I am making a custom python script that finds average coverage at each position surrounding TSS. The script takes in a bedgraph file and a gtf file.
My question is: do you think ignoring regions of zero coverage will adversely affect my TSS plot? For example:
distance from TSS | coverage
-------------------------|--------------
-3000 | 0
-3000 | 2.3
-3000 | 0
-2999 | 0
-2999 | 0
-2888 | 3.1
-2888 | 2.9
-2888 | 2.1
-2888 | 0
It may seem like a strange question, but I need to change my workflow in order to consider the values of zero coverage. So would the overall trend of the metaplot be different if I ignore the regions of zero?
Thanks
It is just the average for each position, so for position -3000 from TSS, my average would have been (0 + 2.3 + 0) / 3. Each row represents a different TSS (different gene). The coverage values are normalized per million. Sorry I realize it isn't totally clear but I did not want to go into the details of my python script.
I have been using an R package "ChiPseeker" which will give me a TSS plot but it does too much under the hood. I am doing my own script to have more control over the data. I'm going to redesign my workflow so I can use the zeroes.
Sorry for the weird question, I was just hoping to avoid including the zeroes.
If you already decided to exclude zeroes, what is your question about?
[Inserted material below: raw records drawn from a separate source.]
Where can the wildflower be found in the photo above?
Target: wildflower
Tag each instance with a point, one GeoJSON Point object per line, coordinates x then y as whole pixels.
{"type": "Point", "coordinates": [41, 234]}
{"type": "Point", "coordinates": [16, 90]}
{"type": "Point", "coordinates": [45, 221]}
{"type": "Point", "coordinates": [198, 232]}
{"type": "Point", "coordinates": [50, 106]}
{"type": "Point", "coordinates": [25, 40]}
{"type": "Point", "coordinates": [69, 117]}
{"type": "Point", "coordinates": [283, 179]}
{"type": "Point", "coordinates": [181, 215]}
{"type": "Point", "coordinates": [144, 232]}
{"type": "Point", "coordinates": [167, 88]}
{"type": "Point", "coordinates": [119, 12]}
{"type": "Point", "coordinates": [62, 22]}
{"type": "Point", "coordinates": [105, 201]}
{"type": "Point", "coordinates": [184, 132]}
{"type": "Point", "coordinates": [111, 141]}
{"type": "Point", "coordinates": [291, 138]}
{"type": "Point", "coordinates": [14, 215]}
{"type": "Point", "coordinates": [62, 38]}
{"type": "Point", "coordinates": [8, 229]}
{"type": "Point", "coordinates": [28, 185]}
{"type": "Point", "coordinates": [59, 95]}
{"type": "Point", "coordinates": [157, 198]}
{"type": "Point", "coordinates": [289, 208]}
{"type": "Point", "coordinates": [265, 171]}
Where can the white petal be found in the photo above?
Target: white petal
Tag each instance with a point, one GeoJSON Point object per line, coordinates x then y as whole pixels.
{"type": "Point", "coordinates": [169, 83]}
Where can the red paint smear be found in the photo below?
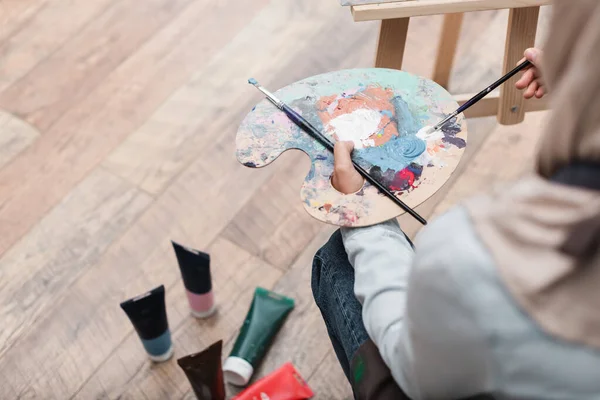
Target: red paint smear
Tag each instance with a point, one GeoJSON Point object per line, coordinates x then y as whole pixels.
{"type": "Point", "coordinates": [403, 180]}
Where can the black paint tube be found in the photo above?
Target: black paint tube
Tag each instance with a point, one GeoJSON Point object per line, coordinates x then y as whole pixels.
{"type": "Point", "coordinates": [148, 315]}
{"type": "Point", "coordinates": [195, 271]}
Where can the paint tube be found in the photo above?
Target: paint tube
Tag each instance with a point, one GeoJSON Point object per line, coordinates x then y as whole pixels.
{"type": "Point", "coordinates": [204, 372]}
{"type": "Point", "coordinates": [264, 319]}
{"type": "Point", "coordinates": [195, 271]}
{"type": "Point", "coordinates": [148, 315]}
{"type": "Point", "coordinates": [283, 384]}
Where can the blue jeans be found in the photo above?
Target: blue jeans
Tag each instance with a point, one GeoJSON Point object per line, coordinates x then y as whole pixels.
{"type": "Point", "coordinates": [333, 288]}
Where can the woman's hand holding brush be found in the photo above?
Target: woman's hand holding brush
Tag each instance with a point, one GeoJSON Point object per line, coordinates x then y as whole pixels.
{"type": "Point", "coordinates": [345, 178]}
{"type": "Point", "coordinates": [532, 80]}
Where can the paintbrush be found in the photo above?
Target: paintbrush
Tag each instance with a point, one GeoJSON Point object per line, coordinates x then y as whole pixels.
{"type": "Point", "coordinates": [479, 96]}
{"type": "Point", "coordinates": [315, 134]}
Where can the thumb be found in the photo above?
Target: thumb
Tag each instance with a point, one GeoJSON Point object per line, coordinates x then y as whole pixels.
{"type": "Point", "coordinates": [534, 55]}
{"type": "Point", "coordinates": [345, 177]}
{"type": "Point", "coordinates": [342, 160]}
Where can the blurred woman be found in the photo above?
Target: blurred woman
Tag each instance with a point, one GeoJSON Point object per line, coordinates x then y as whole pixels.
{"type": "Point", "coordinates": [501, 295]}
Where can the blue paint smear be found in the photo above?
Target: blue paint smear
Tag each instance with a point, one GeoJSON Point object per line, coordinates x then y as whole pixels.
{"type": "Point", "coordinates": [407, 123]}
{"type": "Point", "coordinates": [394, 155]}
{"type": "Point", "coordinates": [400, 150]}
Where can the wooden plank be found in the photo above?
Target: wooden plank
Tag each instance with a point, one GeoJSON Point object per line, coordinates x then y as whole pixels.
{"type": "Point", "coordinates": [15, 136]}
{"type": "Point", "coordinates": [274, 225]}
{"type": "Point", "coordinates": [489, 105]}
{"type": "Point", "coordinates": [478, 130]}
{"type": "Point", "coordinates": [507, 153]}
{"type": "Point", "coordinates": [86, 322]}
{"type": "Point", "coordinates": [447, 48]}
{"type": "Point", "coordinates": [383, 11]}
{"type": "Point", "coordinates": [391, 43]}
{"type": "Point", "coordinates": [46, 31]}
{"type": "Point", "coordinates": [128, 374]}
{"type": "Point", "coordinates": [71, 73]}
{"type": "Point", "coordinates": [522, 27]}
{"type": "Point", "coordinates": [93, 127]}
{"type": "Point", "coordinates": [328, 381]}
{"type": "Point", "coordinates": [14, 15]}
{"type": "Point", "coordinates": [306, 333]}
{"type": "Point", "coordinates": [60, 248]}
{"type": "Point", "coordinates": [175, 134]}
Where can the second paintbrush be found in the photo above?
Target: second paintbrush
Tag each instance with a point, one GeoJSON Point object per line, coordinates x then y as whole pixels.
{"type": "Point", "coordinates": [314, 132]}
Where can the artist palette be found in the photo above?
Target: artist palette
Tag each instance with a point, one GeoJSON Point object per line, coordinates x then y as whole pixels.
{"type": "Point", "coordinates": [383, 112]}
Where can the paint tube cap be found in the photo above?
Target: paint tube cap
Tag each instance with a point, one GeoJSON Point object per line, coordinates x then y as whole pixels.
{"type": "Point", "coordinates": [237, 371]}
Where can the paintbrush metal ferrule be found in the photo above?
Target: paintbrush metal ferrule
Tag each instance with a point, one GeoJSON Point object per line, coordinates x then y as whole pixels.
{"type": "Point", "coordinates": [440, 124]}
{"type": "Point", "coordinates": [278, 103]}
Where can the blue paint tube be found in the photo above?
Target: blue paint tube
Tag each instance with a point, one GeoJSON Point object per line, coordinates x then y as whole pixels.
{"type": "Point", "coordinates": [148, 314]}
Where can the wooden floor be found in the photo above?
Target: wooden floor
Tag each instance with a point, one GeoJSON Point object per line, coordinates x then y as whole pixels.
{"type": "Point", "coordinates": [117, 129]}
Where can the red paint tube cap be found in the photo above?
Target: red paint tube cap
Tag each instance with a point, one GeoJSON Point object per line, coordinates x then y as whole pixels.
{"type": "Point", "coordinates": [283, 384]}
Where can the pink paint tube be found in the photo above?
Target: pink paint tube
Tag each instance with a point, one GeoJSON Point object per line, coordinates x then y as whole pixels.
{"type": "Point", "coordinates": [283, 384]}
{"type": "Point", "coordinates": [195, 271]}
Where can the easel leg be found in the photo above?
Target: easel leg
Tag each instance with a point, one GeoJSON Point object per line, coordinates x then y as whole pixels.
{"type": "Point", "coordinates": [522, 26]}
{"type": "Point", "coordinates": [447, 48]}
{"type": "Point", "coordinates": [390, 46]}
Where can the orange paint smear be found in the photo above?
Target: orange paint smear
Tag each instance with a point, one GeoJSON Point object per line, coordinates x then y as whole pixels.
{"type": "Point", "coordinates": [374, 98]}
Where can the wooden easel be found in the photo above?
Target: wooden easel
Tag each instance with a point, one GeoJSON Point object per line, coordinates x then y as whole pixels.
{"type": "Point", "coordinates": [508, 105]}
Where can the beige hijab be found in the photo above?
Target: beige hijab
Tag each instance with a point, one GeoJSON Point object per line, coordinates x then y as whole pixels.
{"type": "Point", "coordinates": [542, 235]}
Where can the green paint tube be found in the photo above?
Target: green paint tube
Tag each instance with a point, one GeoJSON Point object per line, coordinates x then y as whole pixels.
{"type": "Point", "coordinates": [264, 319]}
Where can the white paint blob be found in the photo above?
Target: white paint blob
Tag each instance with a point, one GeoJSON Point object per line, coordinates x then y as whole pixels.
{"type": "Point", "coordinates": [357, 126]}
{"type": "Point", "coordinates": [427, 133]}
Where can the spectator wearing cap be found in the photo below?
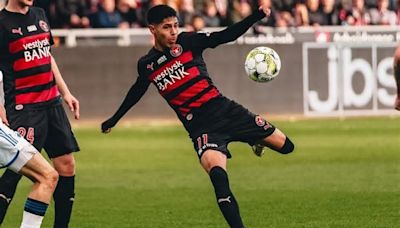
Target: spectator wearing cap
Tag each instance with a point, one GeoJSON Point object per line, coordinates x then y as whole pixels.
{"type": "Point", "coordinates": [107, 16]}
{"type": "Point", "coordinates": [72, 13]}
{"type": "Point", "coordinates": [382, 15]}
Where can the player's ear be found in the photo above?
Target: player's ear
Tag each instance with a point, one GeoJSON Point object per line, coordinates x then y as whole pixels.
{"type": "Point", "coordinates": [152, 28]}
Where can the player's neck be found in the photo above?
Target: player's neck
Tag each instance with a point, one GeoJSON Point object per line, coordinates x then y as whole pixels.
{"type": "Point", "coordinates": [159, 47]}
{"type": "Point", "coordinates": [16, 8]}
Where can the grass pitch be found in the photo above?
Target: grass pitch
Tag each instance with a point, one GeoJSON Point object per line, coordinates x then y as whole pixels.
{"type": "Point", "coordinates": [343, 173]}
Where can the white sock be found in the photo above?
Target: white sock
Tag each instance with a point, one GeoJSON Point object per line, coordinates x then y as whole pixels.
{"type": "Point", "coordinates": [30, 220]}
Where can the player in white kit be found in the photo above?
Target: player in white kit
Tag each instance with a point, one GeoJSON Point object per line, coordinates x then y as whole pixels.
{"type": "Point", "coordinates": [20, 156]}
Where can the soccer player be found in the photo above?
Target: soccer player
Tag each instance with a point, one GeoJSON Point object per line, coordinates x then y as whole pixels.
{"type": "Point", "coordinates": [176, 67]}
{"type": "Point", "coordinates": [396, 67]}
{"type": "Point", "coordinates": [33, 88]}
{"type": "Point", "coordinates": [20, 156]}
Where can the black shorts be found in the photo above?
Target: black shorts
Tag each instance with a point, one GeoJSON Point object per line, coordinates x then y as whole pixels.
{"type": "Point", "coordinates": [221, 121]}
{"type": "Point", "coordinates": [47, 128]}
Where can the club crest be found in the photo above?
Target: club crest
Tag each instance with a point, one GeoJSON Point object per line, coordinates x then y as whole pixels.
{"type": "Point", "coordinates": [176, 50]}
{"type": "Point", "coordinates": [43, 25]}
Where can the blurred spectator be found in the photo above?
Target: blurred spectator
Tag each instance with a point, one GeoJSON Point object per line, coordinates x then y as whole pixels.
{"type": "Point", "coordinates": [197, 23]}
{"type": "Point", "coordinates": [107, 16]}
{"type": "Point", "coordinates": [266, 21]}
{"type": "Point", "coordinates": [358, 14]}
{"type": "Point", "coordinates": [127, 10]}
{"type": "Point", "coordinates": [241, 9]}
{"type": "Point", "coordinates": [285, 19]}
{"type": "Point", "coordinates": [310, 13]}
{"type": "Point", "coordinates": [71, 14]}
{"type": "Point", "coordinates": [186, 11]}
{"type": "Point", "coordinates": [222, 8]}
{"type": "Point", "coordinates": [142, 6]}
{"type": "Point", "coordinates": [382, 15]}
{"type": "Point", "coordinates": [210, 14]}
{"type": "Point", "coordinates": [397, 11]}
{"type": "Point", "coordinates": [284, 5]}
{"type": "Point", "coordinates": [330, 12]}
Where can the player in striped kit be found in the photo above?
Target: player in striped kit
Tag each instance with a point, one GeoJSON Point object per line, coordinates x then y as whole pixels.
{"type": "Point", "coordinates": [176, 67]}
{"type": "Point", "coordinates": [34, 90]}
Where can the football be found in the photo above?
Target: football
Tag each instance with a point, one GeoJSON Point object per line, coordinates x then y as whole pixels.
{"type": "Point", "coordinates": [262, 64]}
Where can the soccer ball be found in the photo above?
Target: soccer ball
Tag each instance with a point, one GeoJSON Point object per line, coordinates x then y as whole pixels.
{"type": "Point", "coordinates": [262, 64]}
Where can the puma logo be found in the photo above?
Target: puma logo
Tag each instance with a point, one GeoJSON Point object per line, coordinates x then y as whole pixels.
{"type": "Point", "coordinates": [227, 199]}
{"type": "Point", "coordinates": [8, 200]}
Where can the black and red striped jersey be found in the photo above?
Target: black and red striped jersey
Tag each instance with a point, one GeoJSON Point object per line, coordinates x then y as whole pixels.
{"type": "Point", "coordinates": [25, 59]}
{"type": "Point", "coordinates": [180, 73]}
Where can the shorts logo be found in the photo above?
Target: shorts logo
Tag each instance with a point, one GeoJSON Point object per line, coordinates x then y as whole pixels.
{"type": "Point", "coordinates": [176, 50]}
{"type": "Point", "coordinates": [260, 121]}
{"type": "Point", "coordinates": [31, 28]}
{"type": "Point", "coordinates": [43, 25]}
{"type": "Point", "coordinates": [19, 107]}
{"type": "Point", "coordinates": [189, 116]}
{"type": "Point", "coordinates": [150, 66]}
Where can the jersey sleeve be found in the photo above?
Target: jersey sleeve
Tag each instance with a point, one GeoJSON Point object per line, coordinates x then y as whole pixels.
{"type": "Point", "coordinates": [3, 40]}
{"type": "Point", "coordinates": [43, 15]}
{"type": "Point", "coordinates": [231, 33]}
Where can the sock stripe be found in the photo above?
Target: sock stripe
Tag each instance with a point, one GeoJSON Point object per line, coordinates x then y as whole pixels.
{"type": "Point", "coordinates": [35, 207]}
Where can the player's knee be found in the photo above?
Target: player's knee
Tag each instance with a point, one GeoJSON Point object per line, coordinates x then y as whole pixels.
{"type": "Point", "coordinates": [51, 179]}
{"type": "Point", "coordinates": [65, 165]}
{"type": "Point", "coordinates": [219, 179]}
{"type": "Point", "coordinates": [287, 147]}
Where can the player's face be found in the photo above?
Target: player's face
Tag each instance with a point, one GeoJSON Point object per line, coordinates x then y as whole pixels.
{"type": "Point", "coordinates": [165, 33]}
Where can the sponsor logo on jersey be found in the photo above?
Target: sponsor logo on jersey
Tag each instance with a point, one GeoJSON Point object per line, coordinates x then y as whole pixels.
{"type": "Point", "coordinates": [162, 59]}
{"type": "Point", "coordinates": [17, 31]}
{"type": "Point", "coordinates": [37, 49]}
{"type": "Point", "coordinates": [19, 107]}
{"type": "Point", "coordinates": [170, 75]}
{"type": "Point", "coordinates": [43, 25]}
{"type": "Point", "coordinates": [176, 50]}
{"type": "Point", "coordinates": [31, 28]}
{"type": "Point", "coordinates": [189, 116]}
{"type": "Point", "coordinates": [150, 66]}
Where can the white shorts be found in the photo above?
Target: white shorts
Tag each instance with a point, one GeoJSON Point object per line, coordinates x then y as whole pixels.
{"type": "Point", "coordinates": [15, 151]}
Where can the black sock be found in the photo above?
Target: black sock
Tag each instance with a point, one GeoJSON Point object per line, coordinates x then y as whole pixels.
{"type": "Point", "coordinates": [63, 199]}
{"type": "Point", "coordinates": [226, 201]}
{"type": "Point", "coordinates": [8, 185]}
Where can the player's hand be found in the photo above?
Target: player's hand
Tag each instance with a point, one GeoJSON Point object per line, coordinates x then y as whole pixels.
{"type": "Point", "coordinates": [73, 104]}
{"type": "Point", "coordinates": [107, 125]}
{"type": "Point", "coordinates": [265, 9]}
{"type": "Point", "coordinates": [397, 103]}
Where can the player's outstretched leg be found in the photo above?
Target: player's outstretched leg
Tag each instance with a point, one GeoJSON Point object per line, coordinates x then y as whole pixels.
{"type": "Point", "coordinates": [214, 162]}
{"type": "Point", "coordinates": [45, 178]}
{"type": "Point", "coordinates": [64, 195]}
{"type": "Point", "coordinates": [277, 141]}
{"type": "Point", "coordinates": [8, 186]}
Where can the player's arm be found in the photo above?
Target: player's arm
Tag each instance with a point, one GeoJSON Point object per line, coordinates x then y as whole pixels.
{"type": "Point", "coordinates": [134, 94]}
{"type": "Point", "coordinates": [232, 32]}
{"type": "Point", "coordinates": [396, 67]}
{"type": "Point", "coordinates": [71, 101]}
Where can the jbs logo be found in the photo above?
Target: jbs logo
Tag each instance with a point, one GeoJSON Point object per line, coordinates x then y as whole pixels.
{"type": "Point", "coordinates": [348, 79]}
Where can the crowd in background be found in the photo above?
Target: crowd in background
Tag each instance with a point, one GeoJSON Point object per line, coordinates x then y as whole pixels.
{"type": "Point", "coordinates": [196, 14]}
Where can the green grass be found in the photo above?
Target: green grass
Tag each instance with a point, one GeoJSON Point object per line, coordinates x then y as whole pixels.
{"type": "Point", "coordinates": [344, 173]}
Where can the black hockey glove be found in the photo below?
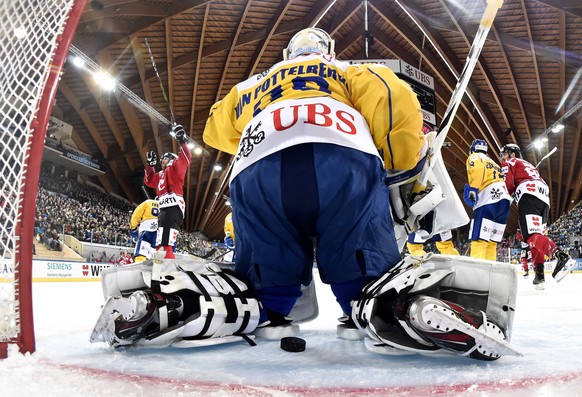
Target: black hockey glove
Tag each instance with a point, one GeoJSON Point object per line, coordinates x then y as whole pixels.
{"type": "Point", "coordinates": [151, 158]}
{"type": "Point", "coordinates": [179, 133]}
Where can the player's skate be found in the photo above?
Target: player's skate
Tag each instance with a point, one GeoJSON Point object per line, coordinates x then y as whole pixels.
{"type": "Point", "coordinates": [466, 332]}
{"type": "Point", "coordinates": [539, 278]}
{"type": "Point", "coordinates": [563, 265]}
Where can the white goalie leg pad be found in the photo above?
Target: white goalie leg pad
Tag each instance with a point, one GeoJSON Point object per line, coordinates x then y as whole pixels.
{"type": "Point", "coordinates": [225, 305]}
{"type": "Point", "coordinates": [450, 213]}
{"type": "Point", "coordinates": [123, 280]}
{"type": "Point", "coordinates": [478, 284]}
{"type": "Point", "coordinates": [484, 286]}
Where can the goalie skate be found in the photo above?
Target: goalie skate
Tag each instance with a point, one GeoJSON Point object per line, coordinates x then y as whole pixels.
{"type": "Point", "coordinates": [564, 270]}
{"type": "Point", "coordinates": [104, 330]}
{"type": "Point", "coordinates": [489, 339]}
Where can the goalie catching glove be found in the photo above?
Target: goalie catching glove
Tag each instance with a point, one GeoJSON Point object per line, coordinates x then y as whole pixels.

deepTools' computeMatrix lets you tune numerous parameters, including the handling of zeros (
--skipZeros
) and the type of calculation (mean, median, ...,--averageTypeBins
). plus it's fairly fast and optimized, extensively tested and widely used.It's not that I decided to exclude them. My question was about the effect of including or excluding zeroes. I have the zeroes now and the reason they were missing before was because I was using a tool which was converting my bam files into coverage files in a way that skipped regions of zero coverage.
I'll admit I was just being a bit lazy with not wanting to go back and change my workflow. Thanks for telling me about computeMatrix! I have used deepTools but not tried the computeMatrix function.